Face Forward, Please.
It seems odd to me that some people seem to believe that if only the government would acknowledge the existence of UFOs, then the discussion would be over and universities the world over would establish ufology departments and existing physics departments would tear out the chapter on relativity from all of their textbooks. But is anything like that even remotely realistic. If President Bush were to announce tomorrow that some UFOs were in fact intelligently controlled craft, not built by any company or any nation, would anyone believe him? I can hear the scowls now. “Its obviously Christofascist propaganda being used as a pretext to take away our rights!!!” or “Just another example of the neocon’s anti-science agenda.” So Bush shrugs his shoulders, the UFO community stands with mouth agape, and not a thing has changed because the mainstream scientific community still doesn’t have anything to work with.

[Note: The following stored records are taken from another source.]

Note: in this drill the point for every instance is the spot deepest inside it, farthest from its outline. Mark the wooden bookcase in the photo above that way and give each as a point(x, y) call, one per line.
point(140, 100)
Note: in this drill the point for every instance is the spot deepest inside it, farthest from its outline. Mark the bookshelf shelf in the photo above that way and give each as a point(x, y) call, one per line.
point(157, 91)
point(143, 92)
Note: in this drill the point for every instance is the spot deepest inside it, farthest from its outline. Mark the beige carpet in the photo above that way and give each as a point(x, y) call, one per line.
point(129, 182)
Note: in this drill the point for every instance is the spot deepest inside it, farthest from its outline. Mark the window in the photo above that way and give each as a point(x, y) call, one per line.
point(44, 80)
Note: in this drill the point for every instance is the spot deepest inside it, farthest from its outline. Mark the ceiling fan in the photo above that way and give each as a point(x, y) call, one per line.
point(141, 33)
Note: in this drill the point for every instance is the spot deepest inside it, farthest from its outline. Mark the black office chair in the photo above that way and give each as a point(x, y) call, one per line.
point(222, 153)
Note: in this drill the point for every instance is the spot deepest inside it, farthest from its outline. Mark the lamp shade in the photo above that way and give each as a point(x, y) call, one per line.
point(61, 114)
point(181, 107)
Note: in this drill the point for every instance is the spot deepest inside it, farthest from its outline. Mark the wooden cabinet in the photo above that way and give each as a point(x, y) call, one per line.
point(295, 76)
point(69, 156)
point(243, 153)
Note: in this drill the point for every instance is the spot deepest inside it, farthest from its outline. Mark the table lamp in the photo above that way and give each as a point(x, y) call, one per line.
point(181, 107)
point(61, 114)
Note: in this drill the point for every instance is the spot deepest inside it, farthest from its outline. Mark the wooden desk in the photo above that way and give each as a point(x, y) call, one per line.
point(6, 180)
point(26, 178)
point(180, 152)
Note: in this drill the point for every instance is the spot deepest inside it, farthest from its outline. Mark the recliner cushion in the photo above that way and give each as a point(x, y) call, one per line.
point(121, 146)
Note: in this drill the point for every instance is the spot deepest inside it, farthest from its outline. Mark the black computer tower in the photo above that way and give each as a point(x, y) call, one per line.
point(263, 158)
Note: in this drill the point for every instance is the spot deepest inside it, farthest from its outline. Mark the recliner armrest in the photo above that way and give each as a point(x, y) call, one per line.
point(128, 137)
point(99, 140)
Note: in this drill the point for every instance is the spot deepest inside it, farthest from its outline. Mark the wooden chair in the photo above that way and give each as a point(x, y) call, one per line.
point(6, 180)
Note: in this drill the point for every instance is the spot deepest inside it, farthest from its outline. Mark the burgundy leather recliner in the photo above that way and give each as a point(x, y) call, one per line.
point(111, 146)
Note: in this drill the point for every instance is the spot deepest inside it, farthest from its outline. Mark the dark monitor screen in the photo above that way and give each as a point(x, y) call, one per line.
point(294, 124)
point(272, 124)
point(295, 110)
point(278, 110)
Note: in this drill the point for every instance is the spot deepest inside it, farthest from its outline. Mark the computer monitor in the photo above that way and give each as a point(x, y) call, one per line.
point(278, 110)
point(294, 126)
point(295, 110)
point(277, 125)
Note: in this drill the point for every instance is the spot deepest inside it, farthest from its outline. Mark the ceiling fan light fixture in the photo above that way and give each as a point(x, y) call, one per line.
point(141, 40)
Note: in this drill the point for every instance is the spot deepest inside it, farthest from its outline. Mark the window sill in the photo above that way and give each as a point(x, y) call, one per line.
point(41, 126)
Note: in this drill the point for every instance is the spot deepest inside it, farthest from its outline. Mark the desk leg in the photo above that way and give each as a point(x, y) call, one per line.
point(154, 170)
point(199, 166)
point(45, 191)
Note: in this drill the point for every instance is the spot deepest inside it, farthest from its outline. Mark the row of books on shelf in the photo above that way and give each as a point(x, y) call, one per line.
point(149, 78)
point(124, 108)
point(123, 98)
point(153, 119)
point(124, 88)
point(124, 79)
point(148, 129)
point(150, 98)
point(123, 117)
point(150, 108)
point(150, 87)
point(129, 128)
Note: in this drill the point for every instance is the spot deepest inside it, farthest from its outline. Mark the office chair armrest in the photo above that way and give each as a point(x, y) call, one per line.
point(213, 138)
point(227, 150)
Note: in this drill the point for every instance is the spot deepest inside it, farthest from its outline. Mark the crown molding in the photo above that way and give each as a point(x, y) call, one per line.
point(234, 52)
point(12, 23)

Maybe it would be useful to consider a world without government. What would we do if there was no government or military. There is no one to file Freedom of Information Act requests with. No Wright Patterson, Roswell Army Airforce base, NASA or area 51. But most importantly, no one to seek final approval from regarding the existence of UFOs. The thing about this hypothetical land, at least where UFOs are concerned, is that it is not terribly unlike the current state of ufology. Instead of having no government, we have a government that denies the existence of UFOs. In either case, those who acknowledge the phenomenon have to convince those who don’t that there is something to it, in order for there to be general acceptance. I suspect that we would look at the problem as we do with any sort of bet. Someone figures out a novel way to demonstrate or prove that it is correct, but they do it by looking forward, not looking backward.
In the end, a physical phenomenon is a phenomenon, whether the government or military says it is or not. “They” may have the best evidence under some super-duper classification, but where is it written that other evidence cannot be obtained. After 60 years of modern ufology we seem to be stuck in the “file-a-report” stage: File a report with NUFORC, file a report with MUFON, file a report with NARCAP. Actually we’ve probably regressed into the “file-a-report” stage from a more proactive period in the 70s when a few academics seemed jazzed to do something about it. Technology has progressed a long, long way since the 70s, but ufology somehow seems content to fill binders upon binders with backward-looking reports. Sure, NARCAP put out a nice big report on the 2006 O’Hare incident, but that was still just a report based primarily on eyewitness accounts of their impressions of an event that happened in the recent past.
Some people will say that the very nature of the phenomenon prevents science from obtaining real-time data. That of course is crap. Tell that to a seismologist (as far as I know we can’t predict earthquakes yet) and they’ll probably call you a neocon with an anti-science agenda. I probably have more processing power in my living room than the whole of NASA during the Apollo missions, but somehow ufology is stuck in a world that is still watching the first moon landing. If you look at modern computers and the networking capabilities of the Internet, its disgraceful that the best that we seem to be able to do is put out podcasts and watch hoaxed videos of Jamaican UFOs on youtube. (I actually think highly of podcasting but will save those thoughts for another post.)
Ufology needs to take the next step, looking at the information that has been collected and using it to help design experiments that can give real-time, concrete data, so that it can get to the bottom of the mystery. It may take a long time. It may be expensive. It will require new ways of thinking. But until we begin to perform actual experiments to verify what people have been seeing since time immemorial, we might as well be watching Ed Sullivan on a black & white.